As nearly everyone reading this will know, a very long time ago I used to be an actor. What you might not know is that I had the privilege of training under an extraordinary team of gifted and creative people, first at the Central School of Speech & Drama and then at Drama Centre, London, which I helped found. I was just seventeen when I went to Central and quite unaware of what I was letting myself in for but within weeks I had become one of a loyal and devoted band of students of that unusual group of teachers. Leading them as Director of what was known as the Stage Course was John Blatchley and with him on the team was the great Harold Lang who taught Stanislavsky’s method, and the jewel in the crown, the wonderful Yat Malmgren who taught Action and the Psychology of Movement. Each had their assistants and with Yat there was Christopher Fettes, who, when Drama Centre opened, was to emerge as not just a teacher but easily as the most intelligent and creative director that I ever encountered. The performances he could draw out of young and inexperienced students were unbelievable. At the end of my second year at Central when I was barely nineteen, Gwyneth Thurburn, the Principal of Central, dismissed Yat, and then the rest of the team resigned. When we students were told we were furious and we went too. And out of that little student revolution, Drama Centre, London was born. It was to talk over how we might tell that story that that evening I met with Christopher and another former student of Drama Centre, Simon Callow.

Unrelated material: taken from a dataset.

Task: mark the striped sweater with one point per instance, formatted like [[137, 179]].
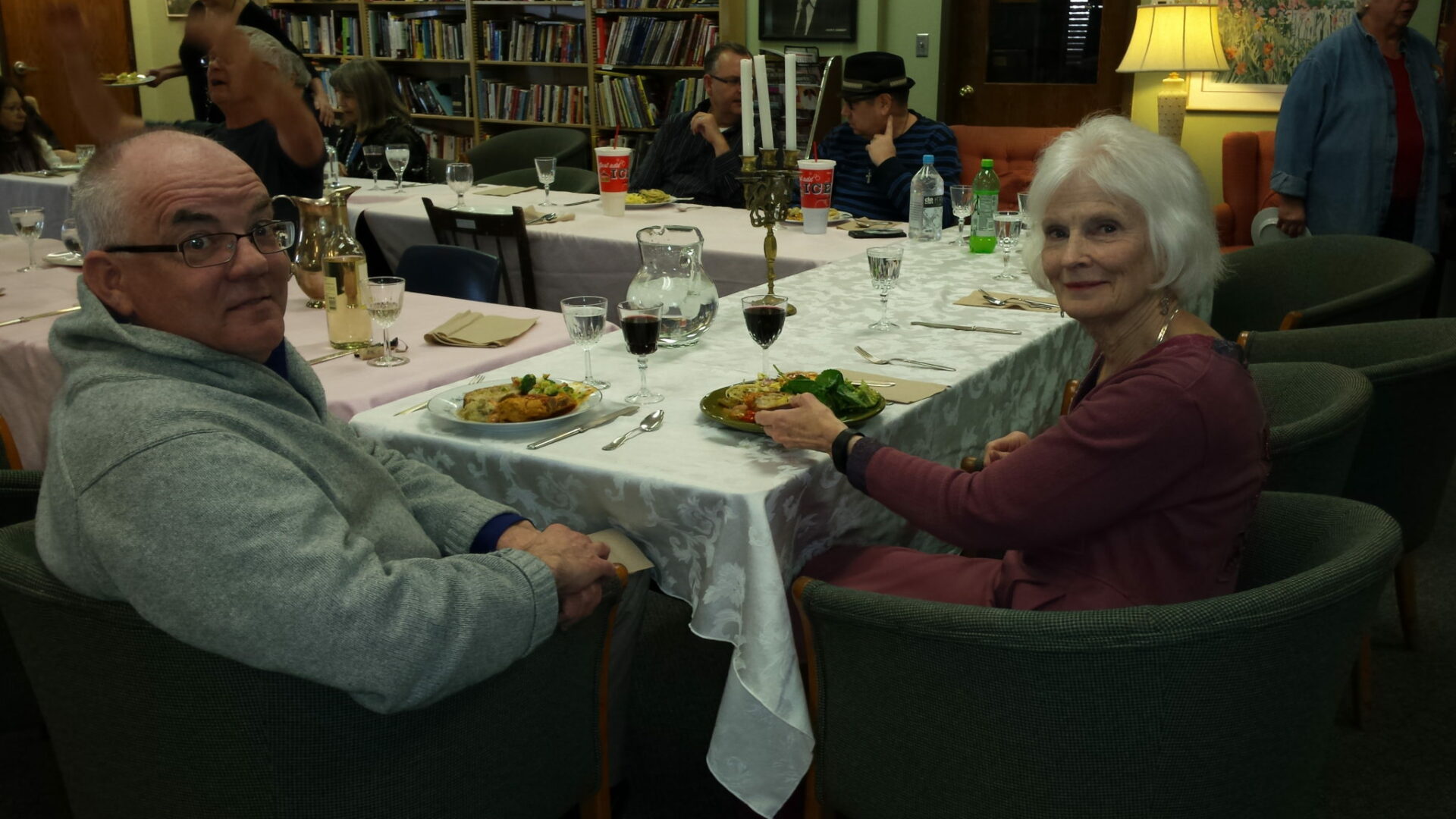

I had never met Simon and although I’d heard of him I’ve never seen him on stage. I knew that he’d studied at Drama Centre and I believe that was nearly ten years after I left. I knew too that during my time at the National Theatre, he’d worked there in the box office. He’s also in that book on Olivier that I get a mention in. So we had some common ground and quite a few memories of bygone days to share and get us talking. And then we got onto the beginnings of Drama Centre and the student revolution that succeeded. The three of us talked non-stop for nearly three hours and at the end agreed that this was a story that had to be told. So, the plan is that later this year or early next, we will film some conversations with Simon, probably in Christopher’s flat.
Now, you might ask why am I involved with this. The theatre is after all a world I walked out of long, long ago. But you see, it can’t help but remain part of me and that early training has informed and affected all that I have done since. Yat’s extraordinary work on the psychology of movement still surfaces in my thinking and perception. And Buddhist investigation into the nature of being is echoed in Stanislavsky’s approach to analysing and portraying a character. For example, Buddhism speaks of the volition or intention that lies to a greater or lesser extent behind what we say and do and Buddhists are encouraged to be aware of that and to investigate those intentions. Similarly, Stanislavsky requires the actor to continually ask of the text, what is the character trying to do? Then, Yat had an interest in Buddhism. I think the first Buddhist book that I ever thumbed through was one I found in his flat. Ten years ago, after Yat’s death, Christopher wrote to me and said of Yat that, ‘Buddhism had affected him profoundly at various stages in his career; never more so than towards the close of his life, when he had lost the school and with it an active career as a teacher.’ So, you see, this story is a part of my story.
We’ll have to see what comes of it but at the very least, it was a great evening.